El cóndor de fuegopágina 1 / 7
En aquellos tiempos, trabajaba en los valles fértiles de Pozo Amarillo, junto a la enorme mole de piedra que se alarga desde Tierra del Fuego hasta América Central, un hombrecillo anciano ya, pero no por eso menos activo que los jóvenes de ágiles brazos.
Este hombre se llamaba Inocencio y era descendiente de uno de los bravos españoles que llegaron a estas tierras en la expedición de Francisco Pizarro.
Sus hábitos eran sobrios y sosegados y su vida se limitaba a trabajar y a guardar algunos centavos por si la desgracia le pusiera en cama enfermo.
Vecino a Inocencio, vivía otro hombre de nombre Jenaro, cuidador de vacunos y a veces buscador de oro entre los misteriosos valles escondidos en la gran cordillera.
Jenaro, al contrario de Inocencio, era un hombre ambicioso, que todo lo supeditaba al oro, capaz de cometer un desatino, con tal de conseguir cuantas riquezas pudiera.
Para el bueno de Inocencio, Jenaro era un insensato, pero no llegaba más allá su opinión, porque su alma se rebelaba a creer que existieran perversos en el mundo.
Una tarde que Inocencio volvía de sus trabajos en las cumbres, encontró caída junto a una roca, a una pobre india vieja que se quejaba muy fuerte de terribles dolores.
- Pobre anciana -exclamó nuestro hombre y levantándola del duro suelo, se la llevó a su choza, donde la atendió lo mejor que pudo.

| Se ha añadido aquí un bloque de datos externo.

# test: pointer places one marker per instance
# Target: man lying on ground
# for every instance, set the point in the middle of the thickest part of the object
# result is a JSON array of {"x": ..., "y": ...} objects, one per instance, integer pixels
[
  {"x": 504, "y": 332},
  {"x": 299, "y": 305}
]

La india se encontraba muy mal por una caída en los cerros y bien pronto, ante la angustia de Inocencio, le comenzaron las primeras convulsiones de la muerte.
Inocencio se afligió mucho por la desgraciada y sólo atinaba a llorar junto a la anciana que parecía sumida en un profundo sopor.
De pronto, los ojos de la india se abrieron y, luego de pasearlos por la choza, se fijaron en Inocencio con marcada gratitud.